Observe that, starting from an input \( X \in \mathbb{R}^{N \times d_{\text{model}}} \), we're obtaining a matrix \( Z \in \mathbb{R}^{N \times d_k} \). Each row of this matrix is a vector \( \vec{Z}_i \) which is a contextually enriched representation of the input embedding \( \vec{E}_i \). This means that \( \vec{Z}_i \) not only contains information about the \( i \)th input but also incorporates relevant information from other positions in the sequence, as determined by the attention weights \( A_{ij} \).
These vectors can then be used for further processing within the model or directly for tasks such as classification, translation, or sequence generation, depending on the application.
In practice, the self-attention mechanism is often extended to multi-head attention. Instead of computing attention once, the model computes it multiple times in parallel, each with different learned projection matrices. This allows the model to capture information from different representation subspaces.

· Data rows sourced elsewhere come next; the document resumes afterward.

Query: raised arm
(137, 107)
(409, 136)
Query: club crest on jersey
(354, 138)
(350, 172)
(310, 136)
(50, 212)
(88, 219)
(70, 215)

For each of the \( H \) heads, we perform the self-attention operations:
$$ \begin{align*} Q^{(h)} &= X W_Q^{(h)} \\ K^{(h)} &= X W_K^{(h)} \\ V^{(h)} &= X W_V^{(h)} \\ \end{align*} $$ $$ \begin{align*} Z^{(h)} &= \text{Softmax}\left( \frac{Q^{(h)} {K^{(h)}}^\top}{\sqrt{d_k}} \right) V^{(h)} \end{align*} $$We then concatenate the outputs from each head:
$$ Z = \text{Concat}\left( Z^{(1)},\ Z^{(2)},\ \dots,\ Z^{(H)} \right) $$This approach allows the model to attend to multiple aspects of the input simultaneously, enhancing its ability to capture complex patterns and dependencies.